SWANSEA City warmed up for one of the biggest days in a century with their worst defeat in more than a decade.
Not since Nick Cusack's class of 2002 were beaten 7-1 at Hartlepool United have Swansea suffered such a thumping loss.
Michael Laudrup shuffled his pack with a trip to Wembley around the corner and a somewhat patched-up Swansea side were thrashed.
With hindsight, perhaps one or two more regulars should have been included on what turned into a dreadful day for the visiting contingent.
Laudrup's predecessor, Brendan Rodgers, must have enjoyed it, for anything less than a home win here would have left the locals grumbling.
Rodgers's men came into the game off the back of a difficult week, but they did not have a difficult afternoon.
Swansea, by contrast, had prepared for this game by relaxing in the Dubai sunshine.
In truth it seemed one or two minds were still on the beach, and Laudrup will expect much more focus next weekend.
Phil Parkinson will be in the opposite dugout in North London next Sunday.
He was in the directors' box here, although how much he might have learned from this uncharacteristic Swansea effort is questionable.

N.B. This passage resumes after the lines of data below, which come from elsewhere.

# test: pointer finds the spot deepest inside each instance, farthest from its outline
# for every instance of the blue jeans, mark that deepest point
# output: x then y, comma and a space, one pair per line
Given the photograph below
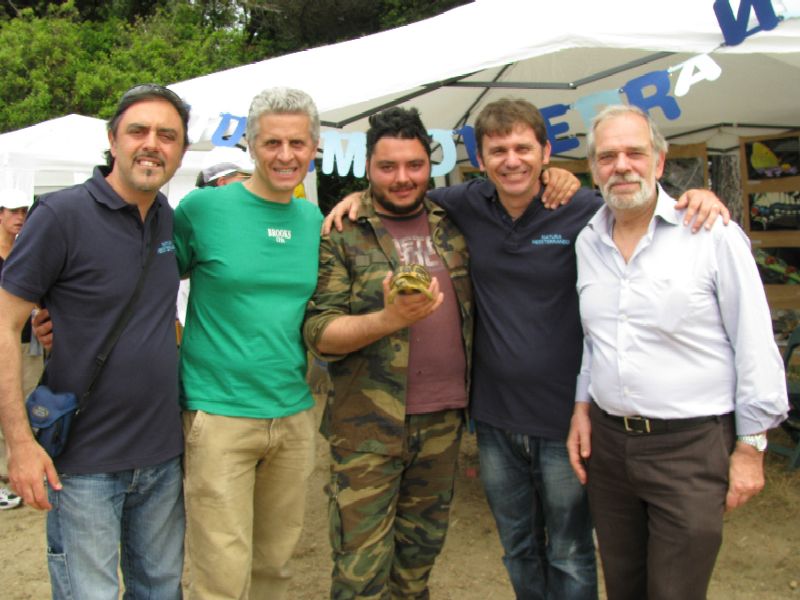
133, 519
542, 515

Laudrup's team were awful, but the Dane will expect a transformation next time out.
"We just hope this was one bad accident caused in part by the huge game we have next weekend," the Swansea manager said.
There was a time not so long ago that Swansea would not — could not — have dreamed of leaving out their big hitters at Anfield.
But this is a club with, er, bigger fish to fry right now in the shape of Bradford City.
Laudrup made no fewer than seven changes to the side which had started against Queens Park Rangers in Swansea's last outing just over a fortnight ago.
A couple were enforced, with Chico Flores injured and Ki Sung-Yueng suffering with a throat infection, but Laudrup did not have to leave out heavyweights like Ashley Williams and Michu.
Perhaps Swansea have earned the right to rest the big guns ahead of the Capital One Cup final thanks to their terrific efforts so far this season.
And Laudrup has made changes before this term, and his understudies have nearly always delivered strong performances.
But they were under the cosh right from the outset here, with Luis Suarez rifling a shot straight at Michel Vorm in the first few minutes.
The tone was set for what turned into a torrid 90 minutes for the visiting fans.
Swansea countered briefly, Itay Shechter making a nuisance of himself to earn a corner which Jonathan de Guzman sent deep towards full debutant Roland Lamah.
The Belgian struck a volley towards goal but Glen Johnson blocked and Liverpool were very quickly back on the front foot.
Suarez was everywhere, the Uruguayan running at Swansea's rejigged back four at every opportunity and regularly ending up flat out on the turf.
One free-kick he earned saw Steven Gerrard crash the ball into an elongated wall. Suarez flashed the rebound over, then did likewise with a set-piece of his own.
Johnson headed well wide from Stewart Downing's corner, then the ubiquitous Suarez sent a long-range half-volley dipping over the crossbar.
Downing was busy on the Liverpool right, and he twisted and turned beyond Ben Davies before crossing for Daniel Sturridge to head over from point-blank range.
Liverpool's heavyweight champion David Price made an appearance on the pitch at half-time, but Swansea were on the ropes long before the break.
The home side ought to have had a penalty on 25 minutes when Suarez fed Sturridge and the £12 million January signing cut in from the right.
Garry Monk did well to slow Sturridge's progress, but Howard Webb ought to have pointed to the spot when Kyle Bartley followed up with a challenge and did not get any of the ball.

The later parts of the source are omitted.